Cambodia approves rubber plantation—in national park

The Cambodian Prime Minister, Hun Sen, has approved a 9,000 hectare (22,200 acre) rubber plantation in Virachey National Park despite its status as a protected area, reports the Phnom Penh Post. The park is also listed as an ASEAN Heritage Park.

Spanning 332,500 hectares in Ratanakkiri province, Virachey National Park, is Cambodia's largest.

The concession to clearcut the forest and establish a rubber plantation was awarded to Srun Sovannaphoum Investment Co Ltd.

"It is good because that area is uninhabited, so when the company comes to invest they will also construct a road,” Ratanakkiri provincial governor Pav Hamphan told the Phnom Penh Post. Villagers in another region of Cambodia are protesting the loss of their forest, known as Prey Lang, to rubber plantations.

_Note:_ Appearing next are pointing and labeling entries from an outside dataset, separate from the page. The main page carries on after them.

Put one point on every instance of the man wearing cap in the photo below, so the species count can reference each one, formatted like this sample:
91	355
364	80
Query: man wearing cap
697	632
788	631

“Cutting some part of Virachey National Park may not affect villagers, but it seriously affects the forest and this province will lose even more forest land,” Pen Bonnar, coordinator for local rights group Adhoc, told the Phnom Penh Post

The World Bank has invested $5 million into managing Virachey National Park, which has suffered from illegal logging.

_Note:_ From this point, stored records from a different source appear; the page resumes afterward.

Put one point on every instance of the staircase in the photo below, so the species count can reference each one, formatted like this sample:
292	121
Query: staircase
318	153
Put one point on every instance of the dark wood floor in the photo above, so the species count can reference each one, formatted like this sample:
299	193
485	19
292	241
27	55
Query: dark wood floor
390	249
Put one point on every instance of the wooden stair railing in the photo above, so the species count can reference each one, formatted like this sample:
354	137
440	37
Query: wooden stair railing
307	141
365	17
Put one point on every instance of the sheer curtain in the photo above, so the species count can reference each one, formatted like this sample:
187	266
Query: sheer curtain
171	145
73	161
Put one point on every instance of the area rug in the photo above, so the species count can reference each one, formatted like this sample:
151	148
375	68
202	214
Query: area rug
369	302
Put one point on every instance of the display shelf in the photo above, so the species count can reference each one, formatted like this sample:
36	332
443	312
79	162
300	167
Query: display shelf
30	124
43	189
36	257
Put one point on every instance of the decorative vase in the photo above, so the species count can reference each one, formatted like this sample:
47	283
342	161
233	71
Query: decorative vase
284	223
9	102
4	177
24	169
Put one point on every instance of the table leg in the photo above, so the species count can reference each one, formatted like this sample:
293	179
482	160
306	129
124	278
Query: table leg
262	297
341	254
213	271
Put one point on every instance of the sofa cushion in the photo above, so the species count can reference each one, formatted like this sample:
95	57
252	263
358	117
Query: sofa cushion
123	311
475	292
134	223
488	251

The rubber plantation concession is not the first time Cambodia has handed parts of the park over to private industry. In 2007 the government granted Australian gold-mining company, Indochine Mining, rights to exploratory mining in half the park.

The wildlife of Virachey National Park have been little studied, but a Rapid Assessment Survey (RAP) in 2007 found evidence of healthy populations of dholes—listed as Endangered by the IUCN Red List—inhabiting the park, in addition to gaurs, yellow-cheeked gibbons, stump-tailed macaques, Asiatic black bears, Malayan sun bears, and Asian small-clawed otters. The short survey also found a number of species that may be unknown to science.